A Non-Local-Means algorithm implementation using NVIDIA CUDA.

/results/ contains the results produced by using AUTh’s High Performance Computing (HPC) infrastructure.

/results/image_results/ contains the visual results produced by running the implementations.

/images/ contains the images used to produce the results.

1. Before using

nlm-serial.c: Serial Implementation

nlm-cuda.cu: Implementation using NVIDIA CUDA

nlm-cuda-shared.cu: Implementation using NVIDIA CUDA and shared memory between threads

  • Pull the directory and save it locally. Within that directory, add an image of strict sizing up to 256x256. The implementations work only for square images.
  • Open each .c and .cu file and edit the global variables (PIXELS, PATCH_SIZE, FILTER_SIGMA, PATCH_SIGMA) at the top of the script according to your needs.
  • PIXELS refers to the size of your image (PIXELSxPIXELS).

2. Matlab files

The .m files contain supplementary functions in order to convert png/txt files. The image used to run the implementations MUST have the name image.png. Running the image_read file will produce the noisy_image.txt and running the denoised_image_read file will produce the filtered_image.png and noise_removed.png files.

3. Local execution

In order to test the implementations locally on your machine, use the files located in the home directory.

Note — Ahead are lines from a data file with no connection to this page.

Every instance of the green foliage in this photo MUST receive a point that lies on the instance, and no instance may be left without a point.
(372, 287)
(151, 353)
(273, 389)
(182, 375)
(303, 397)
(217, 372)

Follow the commands in the order given below:

  1. make clean
  2. make all
  3. ./<filename>

Make clean should be used if you have already ran the programs before. Instead of filename type the implementation you want to run. All of the above commands are declared in the Makefile.

4. HPC execution

Everything can be run on AUTh’s HPC (for those with an account), by using the same files described above. Use the shell file located in the /hpc/ directory as well. Edit it according to which implementation you want to run and submit it to the HPC for execution. To do so, run the following command in the shell:

  1. sbatch <shell_file_name>.sh

5. Google Colab execution

Another option is using Google Colab (https://colab.research.google.com). The steps are as follows:

  1. Change runtime type to GPU.
  2. Load all files inside the notebook you created.
  3. Type the following in the first code cell and execute it: %load_ext nvcc_plugin.
  4. You can use the same commands as running it locally, but with a ! in front of each command. For example: !make all
    #

Refference: Antoni Buades, Bartomeu Coll, and J-M Morel. A non-local algorithm for image denoising. In 2005 IEEE Computer Society Conference on Computer Vision and Pattern Recognition (CVPR’05), volume 2, pages 60–65. IEEE, 2005.

Repo for the third exercise of course 050 - Parallel and Distributed Systems, Aristotle University of Thessaloniki, Dpt. of Electrical & Computer Engineering.